It has been debated among practitioners whether an automatic renewal provision in the shareholders' agreement (which would, therefore, entail the renewal of the agreement for a term in excess of five years in the event that no party notifies the other of its intention not to renew the agreement) triggers a violation of Article 2341 bis or not. However, case law had not taken any specific position on this until, in a recent case law decision,2 the Court of Appeal of Brescia opted for the voidance of the clause of a shareholders' agreement that provided for tacit and automatic renewal of the fixed-term shareholders' agreement in the event that the relevant shareholder failed to communicate the termination of the agreement with one year's advance notice. According to the Court, this provision circumvented the mandatory five-year duration limit set out by Article 2341 bis of the Italian Civil Code. It seems, however, that the Court might have opted for the voidance of the provision not because of the existence of a tacit renewal clause in itself, but rather because of the burden imposed by the circumstance of having to notify the intention to terminate the agreement well in advance (one year) of the expiration of the shareholders' agreement. This may lead some to think that such tacit renewal clauses may still be considered valid if they provide for the possibility of the shareholder communicating its intention not to renew the agreement until the point of expiration of the agreement, thus preserving the freedom of economic initiative of the shareholders.

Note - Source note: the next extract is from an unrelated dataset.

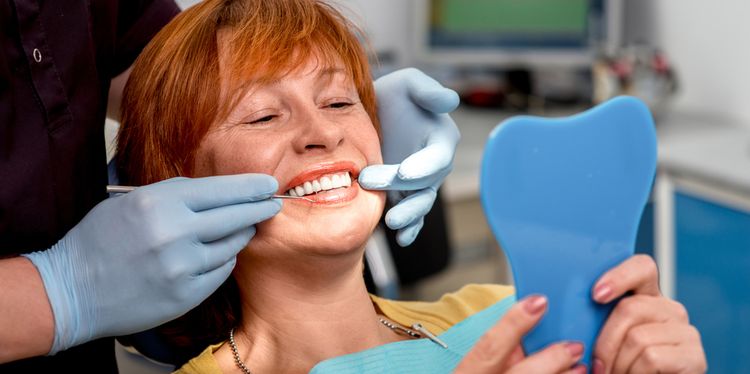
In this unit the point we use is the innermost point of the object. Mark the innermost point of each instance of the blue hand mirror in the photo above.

iii Fiduciary duties and liabilities
MANAGEMENT AND COORDINATION OF ASSET MANAGEMENT COMPANIES
The Italian Civil Code regulates 'management and coordination' activity. This concept, which lacks precise legal definition, relates to the activity or direction exercised by a 'directing' company over another company, which is subject to this direction because of specific factors. In fact, according to Article 2497 sexies of the Italian Civil Code, it is presumed, unless otherwise proven, that the management and coordination of a (subsidiary) company is exercised by the (parent) companies or entities required to consolidate their financial statements or in any case that control them pursuant to Article 2359 of the Italian Civil Code, which, in turn, identifies cases in which control exists. In addition, case law and scholars have identified certain additional characteristics (such as the identity of board members) that help concretise the notion of management and coordination.

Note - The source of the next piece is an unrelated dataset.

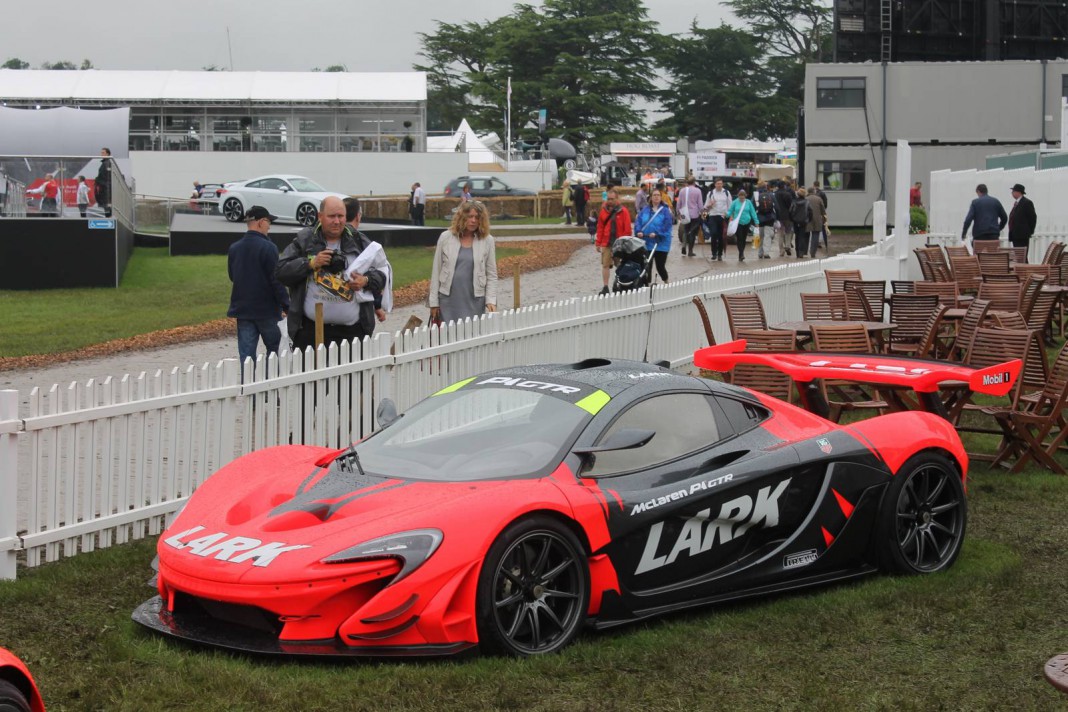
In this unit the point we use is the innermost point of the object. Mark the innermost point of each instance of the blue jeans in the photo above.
(249, 332)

The Italian Civil Code provides for the fulfilment of specific requirements for both the directing company and the directed company in a management and coordination situation. In particular, the company subject to management and coordination has to indicate its subjection to the management and coordination activity in its records and correspondence. Both the directing company and the directed company must register themselves with specific registers kept by the Italian Business Register. Pursuant to Article 2497 ter of the Italian Civil Code, the decisions of the company subject to management and coordination, when influenced by the directing company, must be analytically motivated and must contain precise indications of the reasons and interests whose evaluation had an impact on the decisions.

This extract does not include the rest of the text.